Friday, October 23, 2009

White Picket Fences by Susan Meissner

Leave a comment after the post for a chance to win this thought-provoking book about the secrets "normal" families keep. As always, Susan tells an emotionally gripping tale that will keep you mulling the implications long after you close the book.

Jill



Readers of emotional dramas that are willing to explore the lies that families tell each other for protection and comfort will enjoy White Picket Fences. The novel is ideal for those who appreciate exploring questions like: what type of honesty do children need from their parents, or how can one move beyond a past that isn’t acknowledged or understood? Is there hope and forgiveness for the tragedies of our past and a way to abundant grace?



The story in a nutshell:

When her black sheep brother disappears, Amanda Janvier eagerly takes in her sixteen year-old niece. Tally is practically an orphan: motherless, and living with a father who raises Tally wherever he lands– in a Buick, a pizza joint, a horse farm–and regularly takes off on wild schemes. Amanda envisions that she and her family can offer the girl stability and a shot at a “normal” life, even though their own storybook lives are about to crumble.



What led you to write White Picket Fences?

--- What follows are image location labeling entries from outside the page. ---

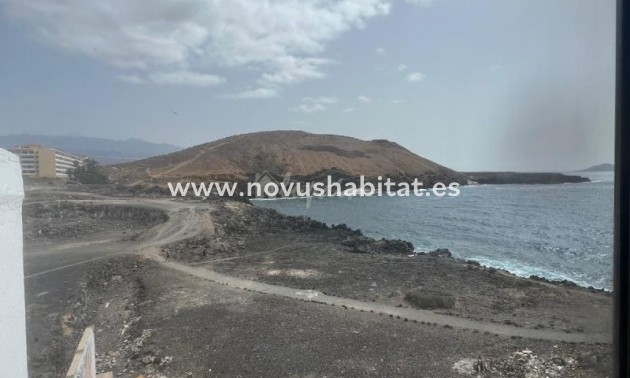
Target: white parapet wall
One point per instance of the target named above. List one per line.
(13, 361)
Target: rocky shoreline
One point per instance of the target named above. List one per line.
(154, 321)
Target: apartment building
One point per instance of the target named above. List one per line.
(38, 161)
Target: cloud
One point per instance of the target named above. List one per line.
(282, 40)
(133, 79)
(315, 104)
(258, 93)
(186, 78)
(424, 3)
(415, 77)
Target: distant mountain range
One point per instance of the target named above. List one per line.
(600, 168)
(105, 151)
(308, 157)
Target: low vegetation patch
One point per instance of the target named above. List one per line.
(430, 300)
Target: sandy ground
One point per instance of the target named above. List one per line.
(227, 304)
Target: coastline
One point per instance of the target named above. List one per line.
(236, 262)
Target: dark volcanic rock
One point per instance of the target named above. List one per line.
(523, 178)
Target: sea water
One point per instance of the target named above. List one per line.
(558, 232)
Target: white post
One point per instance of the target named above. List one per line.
(13, 361)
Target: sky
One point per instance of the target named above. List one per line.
(524, 85)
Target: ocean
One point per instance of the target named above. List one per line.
(554, 231)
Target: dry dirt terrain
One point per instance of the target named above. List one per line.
(204, 289)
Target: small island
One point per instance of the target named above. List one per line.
(600, 168)
(524, 178)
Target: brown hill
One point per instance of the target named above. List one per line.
(306, 156)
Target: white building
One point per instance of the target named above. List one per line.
(38, 161)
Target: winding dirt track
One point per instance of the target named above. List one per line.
(188, 219)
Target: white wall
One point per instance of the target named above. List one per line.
(12, 311)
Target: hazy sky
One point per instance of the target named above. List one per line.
(471, 84)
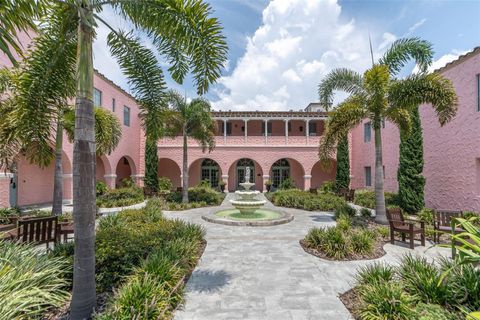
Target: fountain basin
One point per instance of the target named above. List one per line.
(257, 218)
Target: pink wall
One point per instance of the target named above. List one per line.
(452, 152)
(363, 155)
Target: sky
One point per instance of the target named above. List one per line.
(280, 50)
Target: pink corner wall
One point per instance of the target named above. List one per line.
(452, 152)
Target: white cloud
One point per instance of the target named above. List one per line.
(443, 60)
(298, 43)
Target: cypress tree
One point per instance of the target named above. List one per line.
(342, 179)
(151, 164)
(411, 182)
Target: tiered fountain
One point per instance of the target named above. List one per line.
(248, 210)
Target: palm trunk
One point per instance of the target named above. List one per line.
(84, 207)
(379, 194)
(58, 180)
(185, 169)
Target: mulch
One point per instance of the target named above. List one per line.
(103, 298)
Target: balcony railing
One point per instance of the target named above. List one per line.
(233, 141)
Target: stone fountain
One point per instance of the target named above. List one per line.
(247, 203)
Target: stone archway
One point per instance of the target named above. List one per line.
(171, 170)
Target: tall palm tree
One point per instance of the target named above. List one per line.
(17, 16)
(378, 96)
(194, 120)
(181, 30)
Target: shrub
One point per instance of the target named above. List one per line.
(287, 184)
(120, 197)
(305, 200)
(346, 210)
(426, 215)
(374, 273)
(362, 241)
(366, 198)
(425, 311)
(101, 188)
(421, 279)
(385, 301)
(31, 282)
(164, 184)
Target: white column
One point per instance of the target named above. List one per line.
(245, 121)
(286, 131)
(307, 129)
(225, 131)
(266, 130)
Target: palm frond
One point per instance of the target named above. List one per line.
(344, 118)
(145, 77)
(185, 33)
(426, 88)
(108, 130)
(402, 50)
(339, 79)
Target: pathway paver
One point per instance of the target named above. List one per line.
(263, 273)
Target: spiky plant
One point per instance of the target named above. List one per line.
(378, 96)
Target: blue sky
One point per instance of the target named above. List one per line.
(279, 50)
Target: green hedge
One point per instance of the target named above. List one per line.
(366, 198)
(305, 200)
(120, 197)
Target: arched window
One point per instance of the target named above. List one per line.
(280, 172)
(242, 165)
(210, 171)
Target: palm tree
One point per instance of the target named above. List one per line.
(183, 31)
(378, 96)
(17, 16)
(194, 120)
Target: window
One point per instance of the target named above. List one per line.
(367, 132)
(126, 116)
(368, 176)
(478, 92)
(269, 128)
(312, 129)
(97, 97)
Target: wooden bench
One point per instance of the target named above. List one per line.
(400, 225)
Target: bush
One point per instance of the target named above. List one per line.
(31, 282)
(305, 200)
(164, 184)
(287, 184)
(374, 274)
(345, 210)
(421, 279)
(120, 197)
(366, 198)
(101, 188)
(385, 301)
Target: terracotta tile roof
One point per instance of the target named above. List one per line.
(460, 59)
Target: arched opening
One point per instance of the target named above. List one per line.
(204, 169)
(321, 175)
(286, 168)
(171, 170)
(124, 170)
(236, 174)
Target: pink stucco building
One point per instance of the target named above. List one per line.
(277, 145)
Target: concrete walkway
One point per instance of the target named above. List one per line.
(263, 273)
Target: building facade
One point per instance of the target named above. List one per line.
(276, 146)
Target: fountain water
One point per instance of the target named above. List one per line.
(247, 204)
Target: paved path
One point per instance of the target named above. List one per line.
(263, 273)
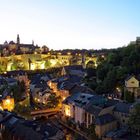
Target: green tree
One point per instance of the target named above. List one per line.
(128, 96)
(92, 133)
(134, 120)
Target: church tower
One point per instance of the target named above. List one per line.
(83, 60)
(18, 39)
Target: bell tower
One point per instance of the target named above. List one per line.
(18, 39)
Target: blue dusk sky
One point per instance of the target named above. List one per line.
(70, 24)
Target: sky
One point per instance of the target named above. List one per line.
(70, 24)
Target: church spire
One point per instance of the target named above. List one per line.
(18, 39)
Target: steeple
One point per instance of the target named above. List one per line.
(83, 60)
(18, 39)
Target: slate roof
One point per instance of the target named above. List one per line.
(82, 89)
(129, 77)
(25, 129)
(78, 99)
(17, 72)
(122, 107)
(104, 119)
(74, 67)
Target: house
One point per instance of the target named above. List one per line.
(73, 107)
(85, 109)
(104, 124)
(132, 85)
(122, 112)
(76, 70)
(13, 127)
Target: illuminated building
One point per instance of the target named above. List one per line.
(8, 103)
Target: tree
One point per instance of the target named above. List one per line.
(92, 133)
(18, 91)
(128, 96)
(134, 120)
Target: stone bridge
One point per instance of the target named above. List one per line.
(38, 61)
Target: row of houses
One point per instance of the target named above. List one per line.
(87, 109)
(13, 127)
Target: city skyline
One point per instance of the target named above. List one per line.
(70, 24)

Several years ago I was a court-appointed advocate for children involved in protective services. There were times when I saw that despite the outward appearance of a less-than-perfect home, a child could be loved there. Just because a parent is unconventional or unsuccessful career-wise or makes choices that buck societal norms, it doesn’t mean that he or she is by default a “bad” parent. Likewise, parents who we would traditionally call “good” -meaning they provide, they protect, they don’t hit, they don’t ridicule - can nevertheless make decisions regarding their children that have hugely negative effects and yet their outward appearance would never lead anyone to suspect it. Even if you live behind a white picket fence, you still have to deal with the fallout of a living in a broken world. You can’t hide from it. The perfect, idyllic life is an illusion. Life is a weave of both delight and disappointment and it’s precisely these things that give it definition and depth. To ignore what is ugly is to cheapen what is beautiful.



You dovetailed a current day family drama with the Holocaust and the Warsaw Ghetto. Why the connection?

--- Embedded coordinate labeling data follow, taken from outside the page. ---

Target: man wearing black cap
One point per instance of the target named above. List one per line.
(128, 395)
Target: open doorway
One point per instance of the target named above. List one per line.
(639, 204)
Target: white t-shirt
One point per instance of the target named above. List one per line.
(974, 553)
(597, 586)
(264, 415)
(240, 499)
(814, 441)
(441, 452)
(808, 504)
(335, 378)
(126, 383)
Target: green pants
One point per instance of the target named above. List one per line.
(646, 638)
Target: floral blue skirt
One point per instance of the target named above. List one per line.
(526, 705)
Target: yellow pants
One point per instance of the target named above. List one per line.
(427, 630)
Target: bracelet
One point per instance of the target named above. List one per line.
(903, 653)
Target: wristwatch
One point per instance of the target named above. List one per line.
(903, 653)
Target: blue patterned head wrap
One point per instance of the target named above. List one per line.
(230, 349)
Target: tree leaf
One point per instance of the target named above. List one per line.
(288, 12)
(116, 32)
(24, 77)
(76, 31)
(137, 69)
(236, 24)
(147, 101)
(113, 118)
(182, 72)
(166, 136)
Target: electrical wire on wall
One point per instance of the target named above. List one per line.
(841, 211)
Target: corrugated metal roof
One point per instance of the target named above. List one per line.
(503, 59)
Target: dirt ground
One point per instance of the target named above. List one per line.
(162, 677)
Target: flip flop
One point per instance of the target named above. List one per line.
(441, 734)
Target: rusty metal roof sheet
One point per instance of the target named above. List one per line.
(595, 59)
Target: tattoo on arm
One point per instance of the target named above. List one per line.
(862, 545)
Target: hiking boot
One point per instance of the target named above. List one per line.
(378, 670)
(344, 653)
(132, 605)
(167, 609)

I think it’s fair to say that the depth of the atrocities inflicted during the Holocaust wasn’t fully appreciated until after the war. There was ugliness happening, if you will, and much of the West failed to see it — for whatever reason. Within the horror, though, people made brave choices, selfless choices. And there were survivors who had to choose what they would take with them from the ashes of their suffering. I wanted to explore how a person makes that decision. Even the decision to pretend it never happened is a decision regarding those ashes.



What do you think interests you about the intersection of personal relationships and perceptions – a theme you wove into both The Shape of Mercy and White Picket Fences?

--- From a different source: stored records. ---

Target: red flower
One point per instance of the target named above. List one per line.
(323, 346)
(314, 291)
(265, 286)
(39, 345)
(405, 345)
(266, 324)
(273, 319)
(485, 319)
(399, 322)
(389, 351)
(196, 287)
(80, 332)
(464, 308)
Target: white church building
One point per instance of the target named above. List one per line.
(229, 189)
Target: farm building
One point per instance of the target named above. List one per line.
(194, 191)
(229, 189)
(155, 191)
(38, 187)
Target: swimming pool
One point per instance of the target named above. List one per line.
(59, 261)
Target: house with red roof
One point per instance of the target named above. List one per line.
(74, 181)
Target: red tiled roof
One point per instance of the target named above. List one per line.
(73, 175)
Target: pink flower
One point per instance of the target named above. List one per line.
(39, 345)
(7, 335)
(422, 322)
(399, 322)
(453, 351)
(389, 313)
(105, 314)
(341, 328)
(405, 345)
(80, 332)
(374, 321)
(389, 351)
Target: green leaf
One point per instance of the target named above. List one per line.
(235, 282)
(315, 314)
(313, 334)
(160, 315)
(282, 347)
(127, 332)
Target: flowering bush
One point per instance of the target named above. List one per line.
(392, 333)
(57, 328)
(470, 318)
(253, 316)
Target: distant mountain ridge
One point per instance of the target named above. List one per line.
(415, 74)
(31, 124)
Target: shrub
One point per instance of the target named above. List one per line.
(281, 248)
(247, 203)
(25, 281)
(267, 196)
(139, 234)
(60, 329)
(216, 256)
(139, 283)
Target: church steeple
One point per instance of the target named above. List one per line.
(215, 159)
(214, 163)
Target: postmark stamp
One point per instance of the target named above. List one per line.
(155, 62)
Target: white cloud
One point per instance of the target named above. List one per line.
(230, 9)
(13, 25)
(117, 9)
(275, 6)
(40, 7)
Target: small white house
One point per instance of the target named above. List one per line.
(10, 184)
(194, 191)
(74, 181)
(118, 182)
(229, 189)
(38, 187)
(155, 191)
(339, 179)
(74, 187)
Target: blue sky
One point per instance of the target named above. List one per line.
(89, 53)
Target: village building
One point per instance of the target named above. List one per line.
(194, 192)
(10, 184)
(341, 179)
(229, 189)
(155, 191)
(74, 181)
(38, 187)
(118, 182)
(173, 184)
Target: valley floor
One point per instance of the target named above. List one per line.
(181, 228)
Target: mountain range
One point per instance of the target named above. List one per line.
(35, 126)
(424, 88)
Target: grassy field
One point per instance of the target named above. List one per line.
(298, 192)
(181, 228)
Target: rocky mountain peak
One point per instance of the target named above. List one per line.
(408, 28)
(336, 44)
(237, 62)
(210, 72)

I see every great work of fiction being about human relationships. Gone With the Wind is so much more than just an epic story with the Civil War as a backdrop. It’s a story of human relationships. Scarlett and Ashley, Scarlett and Rhett, Scarlett and Melanie, Scarlett and her father. It’s within our closest relationships that our brightest virtues and worst flaws are exposed. That’s why there is such tremendous story value within intimate human relationships. We are at our best and our worst when we are responding and reacting to the people who shape who we are. Human history is the story of relationships and what they teach us about what we value. And what we don’t.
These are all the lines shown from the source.